Ryan Joseph Patt, 25, was convicted this week in provincial court in Penticton on single counts of assault causing bodily harm and robbery in relation to the incident on March 28, 2014, in an apartment on Skaha Lake Place.
Judge Meg Shaw recounted in her decision the circumstances of the offence heard at trial in September, including how Patt and the victim were dating a pair of sisters and socialized together sometimes.
Around 3 a.m. on the day of the attack, Patt phoned the victim and asked him to pick up his girlfriend in Summerland, where she had been drinking and fighting with her sister.
When the victim refused, Patt accompanied the woman in a taxi to her mom’s home in Penticton.
Patt then walked for nearly an hour to the victim’s home, where he arrived with an unknown man around 6 a.m. and entered the apartment.
The victim testified that once inside his home, both Patt and the unknown man delivered multiple blows to his head and face, resulting in cuts, bruises and a fractured orbital bone.
The unknown man told the victim the beating was “because he had beaten on his girlfriend,” and also warned, “We will come back and kill you” if the police were called, Shaw said.
The assailants then each grabbed a TV from the apartment and left.
“The entire incident occurred within 12 minutes,” said Shaw.
In his testimony at trial, Patt denied hitting the victim and also claimed that he didn’t know the identity of the unknown man, whom he said he met outside the victim’s apartment building.
Shaw rejected Patt’s testimony and said it had “no air of reality to it.”
The judge suggested instead that Patt was angry he had to deal with the victim’s “drunk and acting-out girlfriend,” whom he suspected was beaten by her boyfriend, and therefore wanted to punish the victim.
Shaw did, however, acquit Patt of a third charge of uttering threats.

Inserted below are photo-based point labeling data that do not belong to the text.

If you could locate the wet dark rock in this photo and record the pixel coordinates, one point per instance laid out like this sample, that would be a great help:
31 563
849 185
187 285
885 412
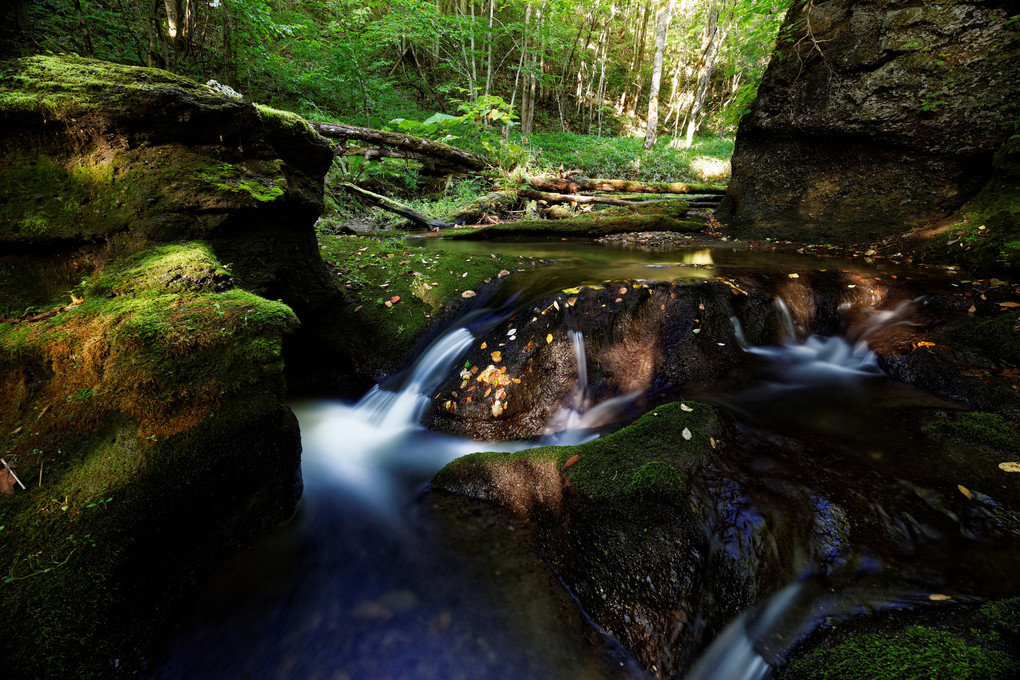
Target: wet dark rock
642 340
880 116
149 228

Patt was released on $1,000 bail on April 2, but was ordered back into custody on Aug. 19, according to court records, which don’t provide a reason for his continued detention. He appeared this week via videoconference from Kamloops Regional Correctional Centre.
His criminal record includes convictions for uttering threats, breaches of court orders and theft. His last prior conviction was possession of drugs for the purpose of trafficking, which earned him a six-month jail sentence in September 2013.
A sentencing hearing for Patt’s most recent convictions is set for a later date. The maximum penalty for robbery is life imprisonment.